The Small Molecule Penalty is a Threat to Health Equity


By Kevin B. Kimble


A seemingly minor provision in last year's Inflation Reduction Act could make it harder for marginalized patients to access the medicines their doctors have prescribed. It could also prevent the future development of cutting-edge, convenient treatments for many diseases that disproportionately impact communities of color.

The Inflation Reduction Act allows the government to lower prices for certain medications. But it doesn't treat all drugs equally. For "small-molecule" drugs that usually come in pill form, price caps kick in after 9 years. But a larger molecule class of medicines called "biologics," which often have to be administered as shots in doctor's offices, are exempt from price caps for four additional years.

Did policymakers act without fully understanding the consequences for all communities?

There is no good medical or scientific reason for this disparity between two important drug categories. Both oral pills and injections serve important functions, and both come with advantages and disadvantages. Oral pills, for instance, can be critical treatment options for those without access to transportation, including many Black patients.

Our policies should strive to increase treatment options and convenience for all patients. Instead, this "small-molecule penalty" will cause drug inventors to shift their money away from medicines that come in pill form.

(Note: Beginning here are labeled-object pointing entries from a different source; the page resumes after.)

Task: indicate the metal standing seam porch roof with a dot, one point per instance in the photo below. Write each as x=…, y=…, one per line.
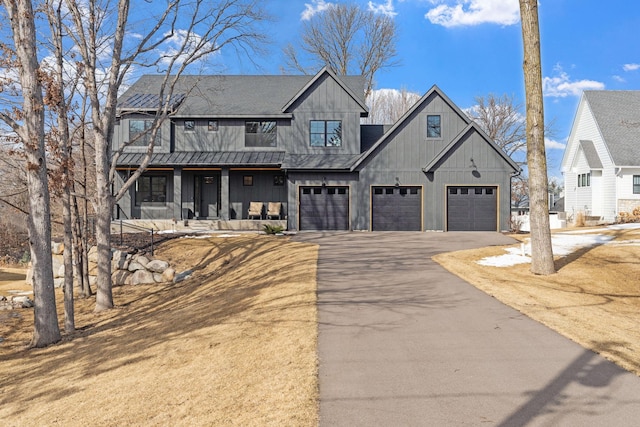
x=221, y=158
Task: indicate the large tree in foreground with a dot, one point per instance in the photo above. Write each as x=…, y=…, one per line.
x=541, y=249
x=166, y=41
x=28, y=123
x=348, y=40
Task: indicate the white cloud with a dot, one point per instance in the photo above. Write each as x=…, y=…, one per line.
x=551, y=144
x=181, y=45
x=561, y=86
x=383, y=8
x=457, y=13
x=316, y=6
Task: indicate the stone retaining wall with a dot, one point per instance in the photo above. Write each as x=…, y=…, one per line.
x=126, y=269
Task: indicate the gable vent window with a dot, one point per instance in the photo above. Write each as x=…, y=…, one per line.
x=434, y=128
x=260, y=134
x=326, y=133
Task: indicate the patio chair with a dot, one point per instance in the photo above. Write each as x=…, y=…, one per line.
x=255, y=210
x=273, y=210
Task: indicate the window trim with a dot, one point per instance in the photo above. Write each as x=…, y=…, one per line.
x=145, y=133
x=261, y=139
x=439, y=126
x=325, y=135
x=635, y=186
x=189, y=125
x=138, y=196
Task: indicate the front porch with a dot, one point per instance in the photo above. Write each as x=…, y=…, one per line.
x=192, y=225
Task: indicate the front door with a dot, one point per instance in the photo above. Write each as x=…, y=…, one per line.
x=205, y=196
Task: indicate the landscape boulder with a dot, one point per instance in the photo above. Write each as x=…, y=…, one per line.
x=157, y=266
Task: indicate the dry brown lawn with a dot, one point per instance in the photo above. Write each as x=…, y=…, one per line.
x=235, y=344
x=593, y=299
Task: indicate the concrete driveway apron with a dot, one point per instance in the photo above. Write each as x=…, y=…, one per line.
x=402, y=342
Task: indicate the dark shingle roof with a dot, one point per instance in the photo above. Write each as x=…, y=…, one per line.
x=591, y=154
x=617, y=114
x=231, y=96
x=222, y=158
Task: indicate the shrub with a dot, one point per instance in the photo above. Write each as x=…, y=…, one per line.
x=273, y=229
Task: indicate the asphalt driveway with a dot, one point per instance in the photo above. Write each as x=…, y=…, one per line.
x=402, y=342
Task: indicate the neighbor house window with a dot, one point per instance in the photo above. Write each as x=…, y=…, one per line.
x=434, y=129
x=151, y=189
x=326, y=133
x=584, y=180
x=189, y=125
x=260, y=134
x=140, y=133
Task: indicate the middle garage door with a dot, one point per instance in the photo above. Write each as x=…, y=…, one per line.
x=396, y=209
x=324, y=208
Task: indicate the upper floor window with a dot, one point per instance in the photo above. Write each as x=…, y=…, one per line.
x=584, y=180
x=260, y=134
x=326, y=133
x=189, y=125
x=434, y=128
x=140, y=132
x=151, y=188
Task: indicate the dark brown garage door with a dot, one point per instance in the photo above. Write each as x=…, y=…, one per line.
x=472, y=209
x=324, y=208
x=396, y=209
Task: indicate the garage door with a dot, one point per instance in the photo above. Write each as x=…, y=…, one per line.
x=472, y=209
x=324, y=208
x=396, y=209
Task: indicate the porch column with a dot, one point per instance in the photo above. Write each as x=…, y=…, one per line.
x=177, y=193
x=224, y=194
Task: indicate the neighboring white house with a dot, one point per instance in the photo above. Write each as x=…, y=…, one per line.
x=601, y=163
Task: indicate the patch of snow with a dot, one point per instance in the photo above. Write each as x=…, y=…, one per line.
x=563, y=245
x=198, y=236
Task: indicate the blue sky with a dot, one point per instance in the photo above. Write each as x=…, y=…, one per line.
x=474, y=47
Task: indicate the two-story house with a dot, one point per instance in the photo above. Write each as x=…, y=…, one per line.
x=601, y=163
x=233, y=140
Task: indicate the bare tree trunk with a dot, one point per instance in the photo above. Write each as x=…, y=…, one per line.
x=31, y=133
x=541, y=248
x=59, y=105
x=77, y=246
x=104, y=204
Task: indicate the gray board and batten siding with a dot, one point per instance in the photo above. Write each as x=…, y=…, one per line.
x=380, y=177
x=405, y=158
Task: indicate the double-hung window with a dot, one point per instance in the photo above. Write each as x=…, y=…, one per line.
x=434, y=126
x=260, y=134
x=140, y=133
x=326, y=133
x=584, y=180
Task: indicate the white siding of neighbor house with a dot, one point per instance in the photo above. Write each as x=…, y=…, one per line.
x=624, y=188
x=582, y=195
x=603, y=188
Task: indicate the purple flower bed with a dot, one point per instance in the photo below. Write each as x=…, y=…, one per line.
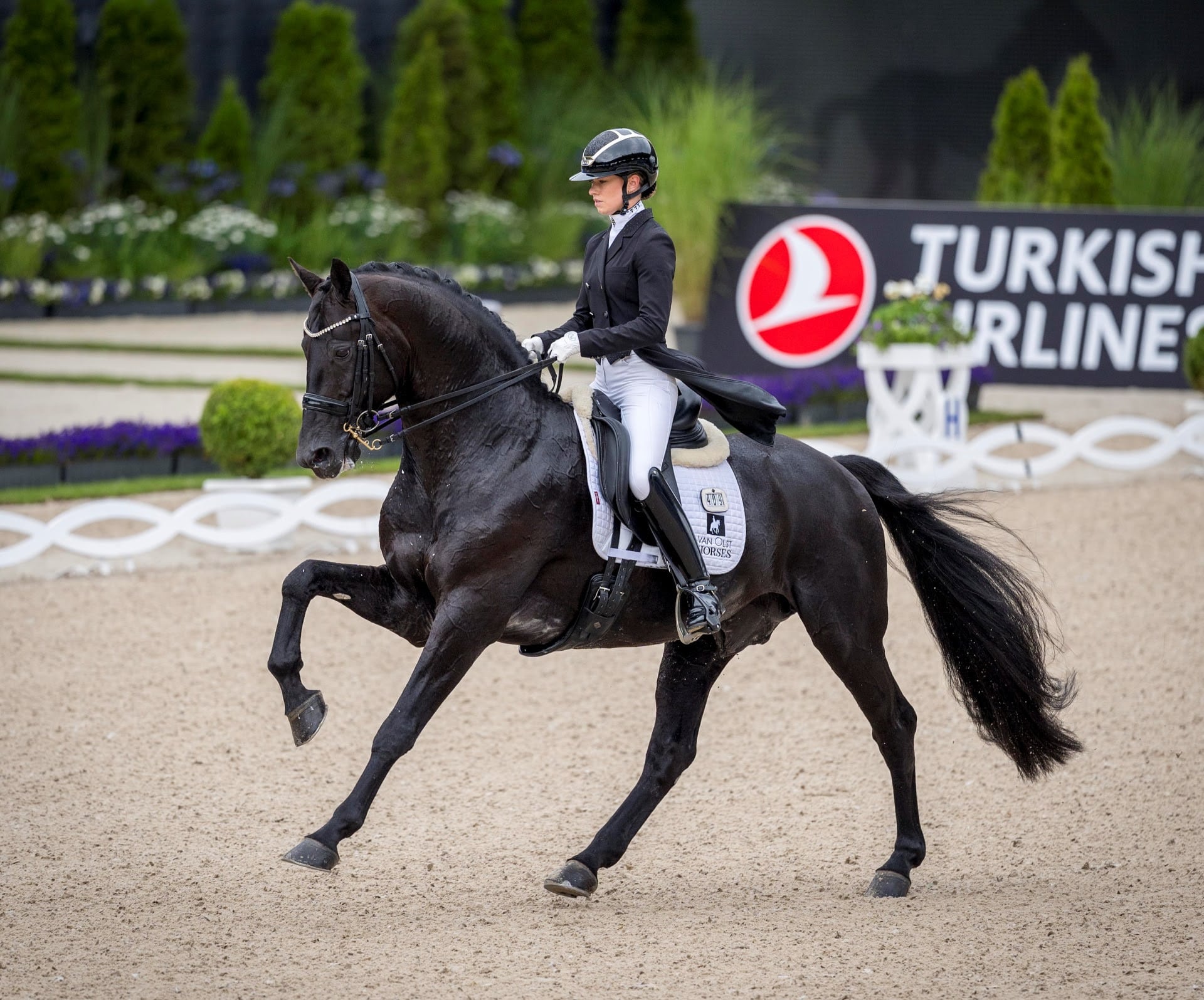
x=124, y=439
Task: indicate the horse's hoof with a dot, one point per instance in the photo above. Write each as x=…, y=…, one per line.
x=306, y=718
x=310, y=853
x=573, y=879
x=888, y=885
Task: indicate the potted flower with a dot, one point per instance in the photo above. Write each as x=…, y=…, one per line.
x=251, y=428
x=917, y=361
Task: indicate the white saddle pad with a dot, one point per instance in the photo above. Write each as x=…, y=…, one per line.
x=710, y=498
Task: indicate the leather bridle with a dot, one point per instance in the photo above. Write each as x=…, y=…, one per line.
x=359, y=404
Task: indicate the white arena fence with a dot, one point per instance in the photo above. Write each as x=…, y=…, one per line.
x=947, y=461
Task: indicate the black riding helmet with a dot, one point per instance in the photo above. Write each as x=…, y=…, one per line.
x=620, y=152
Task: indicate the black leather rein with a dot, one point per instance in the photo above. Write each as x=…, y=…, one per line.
x=366, y=420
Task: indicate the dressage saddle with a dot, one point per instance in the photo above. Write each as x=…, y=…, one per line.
x=615, y=454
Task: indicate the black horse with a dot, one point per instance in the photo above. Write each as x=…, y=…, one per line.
x=485, y=537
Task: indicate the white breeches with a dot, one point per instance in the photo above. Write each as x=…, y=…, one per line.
x=648, y=400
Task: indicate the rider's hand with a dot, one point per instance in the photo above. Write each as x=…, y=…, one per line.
x=534, y=347
x=565, y=348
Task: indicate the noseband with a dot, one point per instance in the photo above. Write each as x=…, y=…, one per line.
x=367, y=420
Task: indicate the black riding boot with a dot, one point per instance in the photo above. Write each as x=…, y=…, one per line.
x=680, y=552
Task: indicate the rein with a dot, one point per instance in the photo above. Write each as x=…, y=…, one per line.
x=367, y=421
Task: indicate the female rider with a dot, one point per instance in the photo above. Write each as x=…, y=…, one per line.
x=620, y=322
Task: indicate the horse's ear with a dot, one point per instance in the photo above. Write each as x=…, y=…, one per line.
x=341, y=277
x=307, y=277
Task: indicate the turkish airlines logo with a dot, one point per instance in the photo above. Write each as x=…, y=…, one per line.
x=806, y=290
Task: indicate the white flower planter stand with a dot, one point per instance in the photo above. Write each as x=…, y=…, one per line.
x=926, y=406
x=267, y=498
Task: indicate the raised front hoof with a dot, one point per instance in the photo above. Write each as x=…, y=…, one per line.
x=573, y=879
x=310, y=853
x=306, y=718
x=888, y=885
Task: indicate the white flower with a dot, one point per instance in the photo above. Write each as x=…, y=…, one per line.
x=470, y=205
x=230, y=282
x=156, y=285
x=543, y=270
x=223, y=224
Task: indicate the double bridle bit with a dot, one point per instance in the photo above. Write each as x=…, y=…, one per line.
x=367, y=421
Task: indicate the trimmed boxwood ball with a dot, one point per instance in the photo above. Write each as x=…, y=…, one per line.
x=250, y=428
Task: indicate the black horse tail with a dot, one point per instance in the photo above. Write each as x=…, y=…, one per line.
x=988, y=618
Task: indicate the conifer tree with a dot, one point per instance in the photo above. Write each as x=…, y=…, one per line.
x=318, y=74
x=226, y=137
x=141, y=60
x=39, y=73
x=657, y=36
x=557, y=41
x=1019, y=158
x=415, y=149
x=460, y=75
x=1080, y=172
x=501, y=66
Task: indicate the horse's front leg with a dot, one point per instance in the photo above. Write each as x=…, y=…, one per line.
x=370, y=591
x=464, y=626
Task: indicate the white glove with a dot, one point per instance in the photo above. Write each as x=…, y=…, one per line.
x=534, y=347
x=565, y=348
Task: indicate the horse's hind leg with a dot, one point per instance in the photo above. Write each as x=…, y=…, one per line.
x=682, y=687
x=367, y=590
x=850, y=638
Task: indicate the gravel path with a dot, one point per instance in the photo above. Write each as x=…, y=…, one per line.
x=152, y=784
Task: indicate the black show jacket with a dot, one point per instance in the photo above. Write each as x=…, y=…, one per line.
x=624, y=306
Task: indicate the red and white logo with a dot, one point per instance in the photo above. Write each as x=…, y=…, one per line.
x=806, y=290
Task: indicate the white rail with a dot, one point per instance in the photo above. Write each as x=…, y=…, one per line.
x=956, y=459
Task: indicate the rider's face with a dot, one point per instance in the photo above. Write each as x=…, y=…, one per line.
x=607, y=193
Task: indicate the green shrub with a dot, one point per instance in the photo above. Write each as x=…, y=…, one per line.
x=460, y=77
x=1159, y=150
x=1080, y=172
x=914, y=314
x=39, y=85
x=1193, y=360
x=1019, y=158
x=501, y=68
x=95, y=136
x=141, y=60
x=714, y=145
x=557, y=120
x=251, y=428
x=657, y=36
x=557, y=41
x=226, y=137
x=317, y=75
x=415, y=157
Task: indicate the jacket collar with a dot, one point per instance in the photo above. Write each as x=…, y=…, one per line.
x=635, y=224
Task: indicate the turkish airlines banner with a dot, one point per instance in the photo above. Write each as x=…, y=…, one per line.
x=1055, y=298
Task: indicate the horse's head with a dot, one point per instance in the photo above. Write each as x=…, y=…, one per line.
x=339, y=386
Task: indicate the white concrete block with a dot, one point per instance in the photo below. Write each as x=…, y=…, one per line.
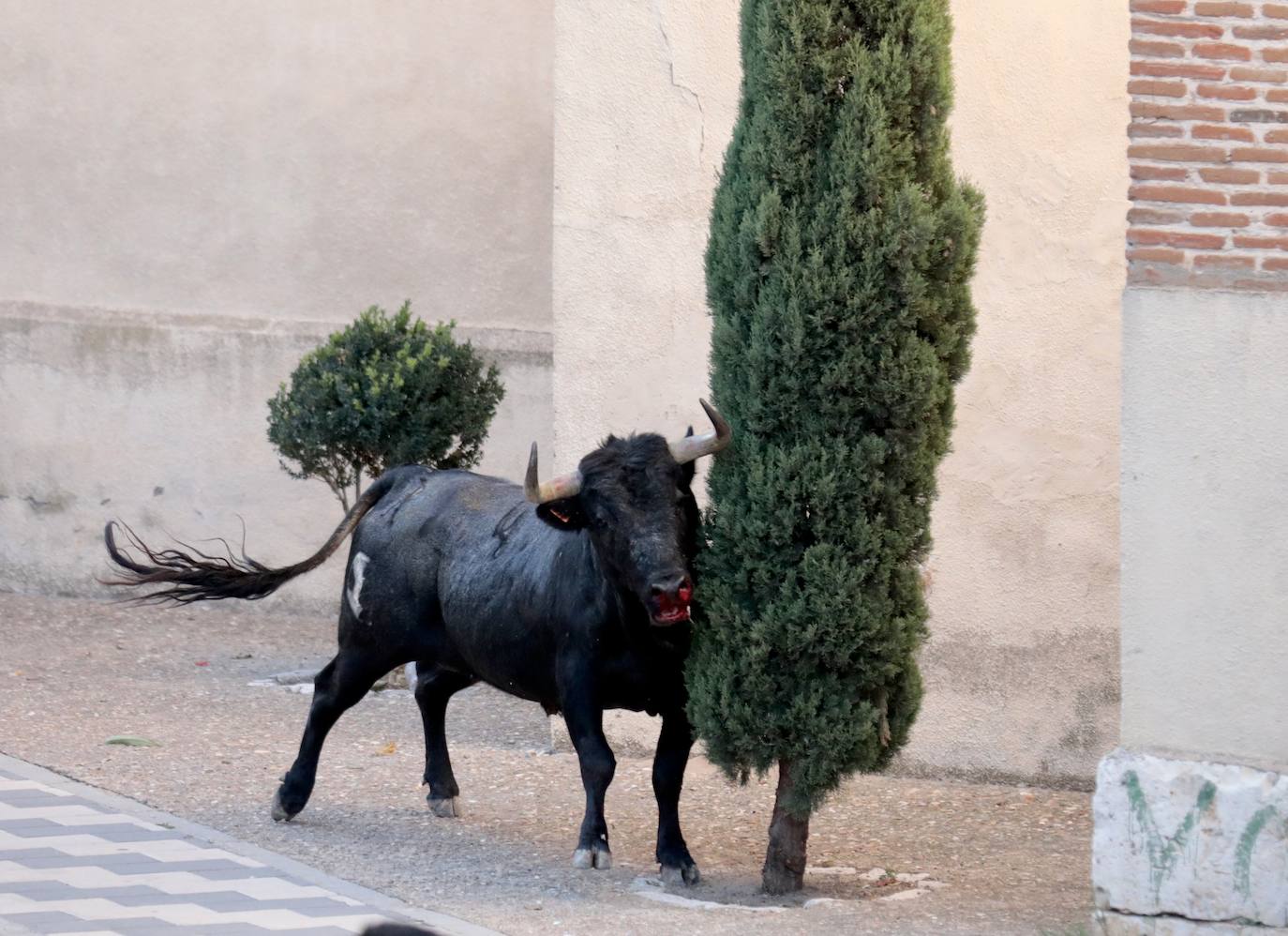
x=1127, y=925
x=1193, y=839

That's worrying, especially given the ongoing inequities embedded in our healthcare system and the challenges communities of color often face when trying to access care.

Encouraging drug companies to pursue a class of drugs that often have to be taken as injections over medicines that usually come in pill form will only make these inequities worse, particularly for Black Americans. Black Americans are disproportionately likely to live with certain diseases for which easy-to-take pills are considered the holy grail of care.

But cutting-edge pills to treat or cure Alzheimer's disease, type 2 diabetes, and other debilitating illnesses are on the losing end of the IRA's ill-considered policies. I fear that as investors who fund research into new medicines direct their dollars elsewhere, people of color will end up suffering the most in the long-term.

Medications that have to be taken as shots or IV-style infusions are certainly crucial options for many patients, but they still come with downsides. The most important downside from the perspective of health equity is that they can be harder for patients to access and take.

It has long been recognized that communities of color are far more likely to face transportation inequities than White communities are. It is only natural that reducing how many medicines can be taken as pills in the comfort of one's home will magnify the effects of transportation-related structural racism.

The solution here is simple. Congress needs to stop discriminating against one category of drugs over another. The last thing we should be doing is making it less convenient for members of underserved communities to access the care they need.

Kevin B. Kimble, Esq., is the founder and executive director of the Southern Christian Leadership Global Policy Initiative.